Teen Pregnancy: Who Is Accountable?
Weekly Column by Dr Muriel Newman
Many people were shocked by the recent revelation that 28 boys, all under the age of 16 – the youngest being 12 years
old – had fathered children and were being charged child support.
While many might think it fair to force these boys to contribute to the financial support of their child, the situation
does raise a number of important issues.
The first question is who should be responsible for financial support when a young girl becomes pregnant and decides to
keep her baby – should it be the girl, her family, the boy, his family, or the taxpayer?
In the past, most young girls who became pregnant adopted their babies out – in some cases, to their wider family. Just
30 years ago, more than 3,000 babies were offered up for adoption. Today that number has dropped to only a few hundred.
Before the advent of the Domestic Purposes Benefit, in the Seventies, working women pregnant out of wedlock were
supported by the state during their last stages of pregnancy and first three months after the baby’s birth – or six
months if she was breastfeeding. If she wasn’t working, her family supported her. As a result, the number of such births
remained low for decades.
However, the liberalisation of divorce, medical advancements increasing women’s control over their fertility, and the
introduction of the DPB meant that, during the late 1960s and early 1970s, the trend began to change.
The DPB was originally designed to provide an income for women, with children, to enable them to leave violent
relationships. It then became widely available to women who chose to separate or to have a baby on their own – the only
requirements were that she didn’t work, didn’t marry and didn’t allow the father contact with his child for more than 40
percent of the time. As a result, New Zealand now leads the OECD in single parent families, fatherlessness and teenage
pregnancy.
The reason so many people are seriously concerned about teenage pregnancy is that, in public policy, you get what you
pay for. The DPB has a lot to offer a teenage girl without a qualification: a secure income that pays more than a job,
more money for each additional child and, if she wants to go on to university, free education.

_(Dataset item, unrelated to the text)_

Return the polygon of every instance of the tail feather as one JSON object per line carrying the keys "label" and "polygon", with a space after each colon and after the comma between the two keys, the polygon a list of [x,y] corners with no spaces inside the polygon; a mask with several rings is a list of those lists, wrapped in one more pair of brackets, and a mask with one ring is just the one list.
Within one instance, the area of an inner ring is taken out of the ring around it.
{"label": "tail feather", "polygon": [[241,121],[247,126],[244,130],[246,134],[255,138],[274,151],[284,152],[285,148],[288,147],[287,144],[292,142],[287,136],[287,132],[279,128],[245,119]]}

Most teenage girls who receive the DPB stay on it for years. Now, as a result of the Government’s recent changes –
supported by United Future – allowing mothers to receive the benefit until her youngest child is 18, a teenage mother
could well be on that benefit for life.
Parenting is arguably life’s most important challenge. Government research shows children can be seriously disadvantaged
if their parent/s take on that responsibility without emotional and financial stability. Children from unstable,
benefit-led families all too often end up in state care, contributing to the seven percent annual growth in the number
of children taken from their families by the Department of Child, Youth and Family – up from 2,500 in 1996 to 4,500 last
year.
I believe that our present system, which encourages vulnerable young girls – who are often from unstable fatherless
families, and are little more than children themselves – to have and keep their babies, is doing the baby, the girl, and
society a huge disservice; and that is not to mention the enormous cost to the taxpayer.
I would like to see such pregnant girls counselled more strongly about the choice of adopting the baby out – especially
since open adoption, which is inclusive of birth parents, is now very common.
In some countries the problem has been tackled by returning the responsibility for teenage mothers back to parents. The
girl’s parents are required to support her, helped by the father of the child, and his parents if he is still dependent.
If the girl’s family is unable or unwilling to support her, then state care is provided in a special hostel where she
receives adult supervision and assistance.
The young mother must also complete her schooling, since a mother’s lack of education is recognised as a key risk factor
for children. Education is also a key to her doing well in the workforce, as she will be expected to become the
breadwinner for her family.
Instead of the present system, which sees so many New Zealand babies raised in situations where they are at serious
disadvantage and risk, we must discourage early parenting until our young people have finished their education and are
in stable relationships. Further, we should look to emulate the approach above, ensuring that young people understand
the need to take personal responsibility for their fertility, and that they appreciate the consequences of parenthood –
including the significant financial liabilities.